When rate-limit headers are present, Cloudflare emits them on every response — use them to
proactively pace requests rather than waiting for a 429:

| Header                  | Description                                                       |
| ----------------------- | ----------------------------------------------------------------- |
| `Retry-After`           | Seconds to wait before retrying — present only on `429` responses |
| `X-RateLimit-Limit`     | Maximum requests allowed in the current window                    |
| `X-RateLimit-Remaining` | Requests remaining in the current window                          |
| `X-RateLimit-Reset`     | Unix timestamp when the window resets                             |

<Tip>
  Not every plan exposes the `X-RateLimit-*` headers. Treat them as informational —
  always handle `429` defensively even if the headers are absent.
</Tip>

## Handling 429 in your client

Use exponential backoff. If `Retry-After` is present, honor it instead of a fixed delay.

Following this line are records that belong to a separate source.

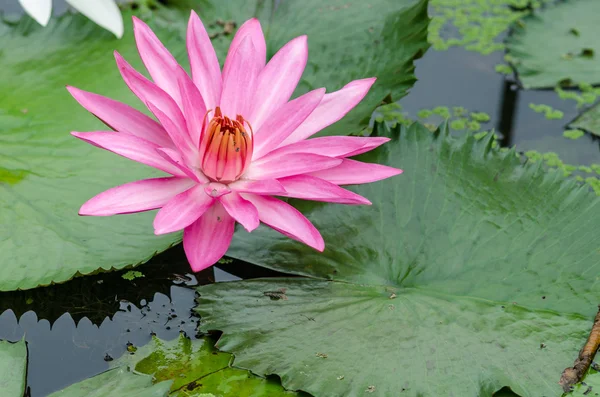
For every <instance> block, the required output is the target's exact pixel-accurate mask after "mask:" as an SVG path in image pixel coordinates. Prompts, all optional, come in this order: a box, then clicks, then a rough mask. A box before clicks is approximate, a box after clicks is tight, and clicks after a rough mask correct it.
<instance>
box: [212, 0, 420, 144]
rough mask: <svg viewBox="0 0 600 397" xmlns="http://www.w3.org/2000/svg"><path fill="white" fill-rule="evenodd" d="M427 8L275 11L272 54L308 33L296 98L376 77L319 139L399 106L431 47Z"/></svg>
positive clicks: (296, 94) (268, 27)
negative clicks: (384, 102)
mask: <svg viewBox="0 0 600 397" xmlns="http://www.w3.org/2000/svg"><path fill="white" fill-rule="evenodd" d="M215 1H219V3H220V0H215ZM427 5H428V1H427V0H372V1H352V2H350V1H347V0H328V1H323V0H303V1H295V0H284V1H282V2H281V4H280V5H279V6H278V7H277V8H276V10H275V12H274V14H273V18H272V22H271V23H269V24H268V27H267V43H268V46H269V48H268V50H269V53H270V54H273V53H274V52H275V50H277V49H278V48H280V47H281V46H283V45H284V44H285V43H286V42H287V41H289V40H290V39H292V38H293V37H296V36H299V35H302V34H307V35H308V47H309V54H308V59H309V61H308V66H307V70H306V71H305V73H304V75H303V78H302V80H301V82H300V85H299V87H298V89H297V90H296V92H295V93H294V95H300V94H303V93H305V92H308V91H310V90H312V89H315V88H318V87H326V88H327V91H328V92H330V91H333V90H337V89H340V88H342V87H343V86H344V85H345V84H347V83H348V82H349V81H351V80H355V79H361V78H365V77H377V82H376V83H375V85H374V86H373V88H372V89H371V91H370V92H369V94H368V95H367V96H366V98H365V99H364V100H363V101H362V102H361V103H360V104H359V105H358V106H357V107H356V108H355V109H354V110H352V111H351V112H350V113H349V114H348V115H346V116H345V117H344V118H343V119H342V120H341V121H339V122H338V123H336V124H334V125H333V126H332V127H330V128H328V129H326V130H325V131H324V132H323V133H321V135H336V134H339V135H347V134H348V133H350V132H356V130H357V126H359V125H361V124H362V125H363V126H366V123H367V122H368V120H369V117H370V115H371V113H372V112H373V110H374V109H375V107H377V106H378V105H379V104H380V103H381V102H382V101H383V100H384V99H385V98H388V102H395V101H398V100H399V99H400V98H402V97H403V96H404V95H406V94H407V93H408V90H409V89H410V88H411V87H412V86H413V84H414V83H415V81H416V78H415V76H414V65H413V60H414V59H415V58H416V57H420V56H421V54H423V53H424V52H425V51H426V50H427V48H428V47H429V44H428V43H427V26H428V23H429V18H428V16H427ZM317 15H318V17H316V16H317Z"/></svg>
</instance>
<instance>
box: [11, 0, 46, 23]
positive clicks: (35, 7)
mask: <svg viewBox="0 0 600 397" xmlns="http://www.w3.org/2000/svg"><path fill="white" fill-rule="evenodd" d="M19 3H20V4H21V7H23V9H24V10H25V12H26V13H27V14H29V15H30V16H31V17H32V18H33V19H35V20H36V21H37V22H38V23H39V24H40V25H42V26H46V25H48V21H50V16H51V15H52V0H19Z"/></svg>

```typescript theme={null}
async function withRetry<T>(fn: () => Promise<T>, maxAttempts = 5): Promise<T> {
  for (let attempt = 1; attempt <= maxAttempts; attempt++) {
    try {
      return await fn();
    } catch (err: any) {
      if (err.response?.status !== 429 || attempt === maxAttempts) throw err;
      const retryAfter = Number(err.response.headers["retry-after"]);
      const delayMs = Number.isFinite(retryAfter)
        ? retryAfter * 1000
        : Math.min(2 ** attempt * 1000, 30000);
      await new Promise((r) => setTimeout(r, delayMs));
    }
  }
  throw new Error("unreachable");
}
```

## Best practices

* **Batch where possible.** Use [aggregate endpoints](/mintlify/concepts/aggregates)
  instead of fetching individual entities to compute totals.
* **Cache responses.** Most reference data (taxonomy, dimensions) changes rarely —
  cache for the lifetime of your app's request cycle.
* **Use one API key per integration.** Sharing keys across services makes throttling and
  attribution harder to debug.
* **Coalesce parallel calls.** If your dashboard makes 8 parallel aggregate calls per
  page load, that's 8 against the limit. Fan-out is fine; storms aren't.

## Requesting higher limits

If your workload requires sustained higher throughput (data pipelines, periodic exports,
research workloads), contact your Dealroom account manager with:

* The use case and expected request volume (peak RPM, sustained RPM)
* Which endpoints will see the most traffic
* Whether the work can run off-peak

Programmatic data exports are usually better served by the aggregate endpoints or a
custom bulk-export arrangement than by raising raw request limits.